More complex assumptions concern what happens in other people's heads. Whenever we're with another being, we thus can't help but form expections abouth what this being feels, believes, desires, and so on. Many studies have shown how and why these expectations are useful in 'normal' situations, but also that they are not infallible.
Tom Hanks giving a perfect illustration of the uncanny valley in Polar Express (2005).
When they fail, two things happen: First, cognition becomes slower and more effortful (because it needs to find out which expectations were violated, and why). Second, positive mental states such as visual pleasure, flow or immersion get interrupted and replaced by neutral or even negative ones such as confusion or disgust.
This has been researched for the problem of visual realism and is now known by everyone under the name 'uncanny valley'. What is less known is that it doesn't just apply to imagery but also to motions and behaviors, as illustrated by various GIFs throughout this post.
One of the most robust findings from cognitive science over the last two decades is that most cognition and virtually all perception is automatic. Summarized as 'System 1' in Daniel Kahneman's Thinking, Fast and Slow, automatic cognition is fast, involuntary, expectation-driven and emotional.
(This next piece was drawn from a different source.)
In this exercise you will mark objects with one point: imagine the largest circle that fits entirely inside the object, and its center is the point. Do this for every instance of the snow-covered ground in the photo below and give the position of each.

The automatic nature of social cognition can be illustrated through a classic experiment by Fritz Heider and Marianne Simmel, first published in 1944. The researchers presented an extended version of the clip shown here to ordinary people and had them describe 'what they see'.
Virtually all subjects spontaneously described the three moving shapes as agents and constructed a story around the events, typically one about the large triangle 'bullying' the smaller one, the circle 'feeling scared', and so on. Try for yourself to see meaningless movements instead of meaningful social actions when looking at the clip - it's almost impossible.